Chinese Sentiment
Photographs by Shen Wei
Introduction by Peter Hessler
Published by Charles Lane Press in 2011.
9 in. x 12.25 in. / 124 pages / 75 full color plates / Casebound in Japanese saifu cloth with French fold dustjacket / Edition of 750 / ISBN 978-09818770-2-0
In recent years, China has proffered tantalizingly fertile landscapes to photographers exploring the socioeconomic impact of its arrival as a superpower. Such projects typically hew closely to well-established narratives, revealing an obvious truth: that China is undergoing a radical wave of transformational change.
In his first monograph, Chinese Sentiment, Shen Wei has performed a radical act in its own right by sidestepping all such cliché.

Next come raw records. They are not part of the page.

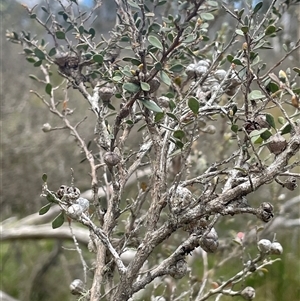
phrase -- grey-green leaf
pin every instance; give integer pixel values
(151, 105)
(48, 89)
(39, 53)
(131, 87)
(257, 7)
(145, 86)
(193, 105)
(98, 58)
(154, 41)
(52, 51)
(270, 120)
(45, 209)
(255, 94)
(179, 134)
(165, 78)
(44, 177)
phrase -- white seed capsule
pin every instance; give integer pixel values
(180, 200)
(276, 248)
(84, 203)
(210, 242)
(75, 211)
(264, 246)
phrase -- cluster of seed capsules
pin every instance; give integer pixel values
(76, 204)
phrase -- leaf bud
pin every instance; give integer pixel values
(106, 93)
(248, 293)
(276, 248)
(264, 246)
(77, 287)
(46, 127)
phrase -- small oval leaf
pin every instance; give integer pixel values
(179, 134)
(165, 78)
(52, 51)
(257, 7)
(145, 86)
(255, 94)
(151, 105)
(193, 105)
(39, 53)
(45, 209)
(98, 58)
(48, 89)
(131, 87)
(44, 177)
(207, 16)
(270, 120)
(154, 41)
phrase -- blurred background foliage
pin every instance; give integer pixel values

Instead, he presents a vision of his homeland that peers deep beneath the surface, plumbing the psychological shades of gray, and finding a nation ambivalent to its perpetual state of suspension between past and future.
Running counter to virtually every Western interpretation, Shen Wei reveals the human scale of China: a lone figure observed through the trees; the stolen glance of a young girl; a moment of repose in the bedroom. With nuanced observation and a serene visual style marked with wit and compassion, the seventy-five images in Chinese Sentiment render a complex portrait of modern China.
Employing the language of photography in a manner both dreamlike and cinematic in scope, Chinese Sentiment gracefully limns the interior life of a nation in the throes of epic change.
The introduction is by Peter Hessler, staff writer and former Beijing correspondent for The New Yorker. Hessler is the author of three books on China, including Country Driving, A Journey Through China from Farm to Factory (Harper, 2010). Chinese Sentiment was guest-edited by Lesley A. Martin, publisher of the Aperture Foundation book program.